You can see how that sort of theorising is, to a certain extent, a frictionless spinning in a void. Any observation confirms the conspiracy, and any data that seems to disconfirm it also confirms it. It’s an ‘explanation’ of observed reality that comes at the cost of making its central beliefs unfalsifiable. But that’s not the only problem.

To believe in conspiracy theory, you must believe in conspirators. To maintain a conspiracy theory for any length of time, you must claim that more and more people are in on the conspiracy. Clinging to degenerating research programs of this type involves making more and more unevidenced accusations against people you know nothing about. That’s not without moral cost. Suspicion should always involve a certain reluctance, a certain forbearance from thinking the worst of people – a virtue that is sacrificed in the name of keeping the conspiracy theory going. In the process, real human tragedy is made into a plaything, fodder for feverish speculation that does no real epistemic or practical work.

Our relationship to each other and to society as a whole also only works against a generalised assumption of trustworthiness. Imagine if you believed by default that everyone is lying to you: how could you possibly function, or even communicate? Laura D’Olimpio recently wrote on Cogito about the importance of trust, and the corresponding vulnerability that requires us to accept. One crucial dimension of trust as a pervasive phenomenon in our lives is its role in our epistemology: most of what we know, we actually take on trust from the testimony of others. I only know that Iceland exists because I don’t believe, to borrow a phrase from Tom Stoppard, in a ‘conspiracy of cartographers.’

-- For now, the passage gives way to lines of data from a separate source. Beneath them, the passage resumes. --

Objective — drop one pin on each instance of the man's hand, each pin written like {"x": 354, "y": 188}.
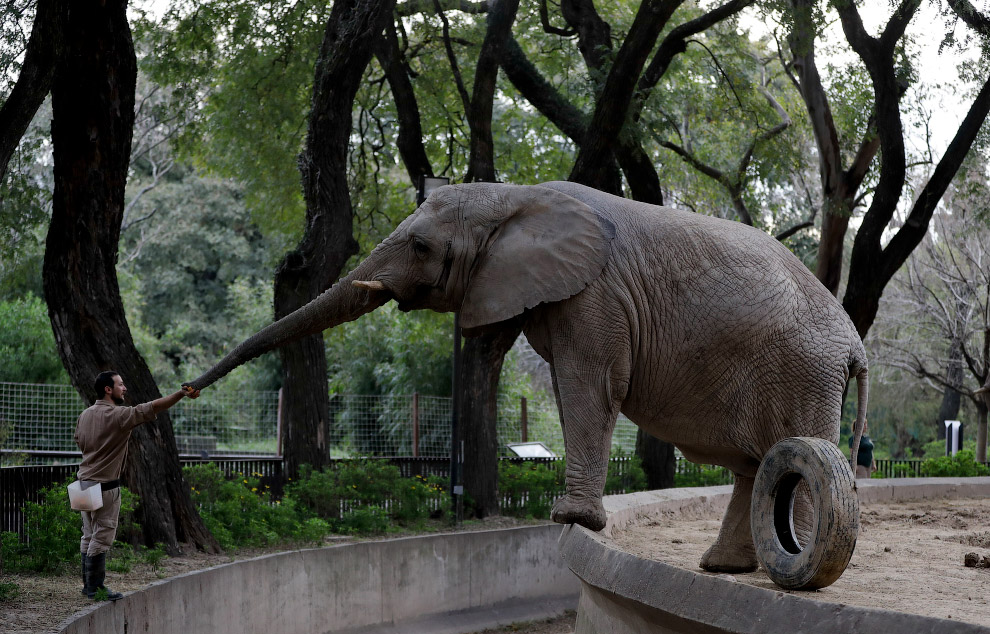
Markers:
{"x": 189, "y": 391}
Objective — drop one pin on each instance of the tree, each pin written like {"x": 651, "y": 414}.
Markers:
{"x": 882, "y": 137}
{"x": 937, "y": 319}
{"x": 483, "y": 355}
{"x": 352, "y": 32}
{"x": 93, "y": 105}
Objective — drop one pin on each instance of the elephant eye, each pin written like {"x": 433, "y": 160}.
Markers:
{"x": 420, "y": 247}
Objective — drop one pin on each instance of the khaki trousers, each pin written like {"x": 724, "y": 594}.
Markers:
{"x": 100, "y": 526}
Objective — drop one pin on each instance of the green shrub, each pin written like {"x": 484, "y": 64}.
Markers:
{"x": 11, "y": 552}
{"x": 696, "y": 475}
{"x": 53, "y": 532}
{"x": 240, "y": 513}
{"x": 356, "y": 486}
{"x": 363, "y": 520}
{"x": 632, "y": 477}
{"x": 963, "y": 464}
{"x": 898, "y": 470}
{"x": 9, "y": 591}
{"x": 528, "y": 489}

To maintain a conspiracy theory requires us to throw out more and more of our socially-mediated sources of knowledge, and to give up more and more of the trust in each other and in our knowledge-generating mechanisms that we are utterly dependent upon. On some level, the ‘conspiracy theory of society’ ultimately asks us to give up on society altogether. And that takes us to a very dangerous place indeed.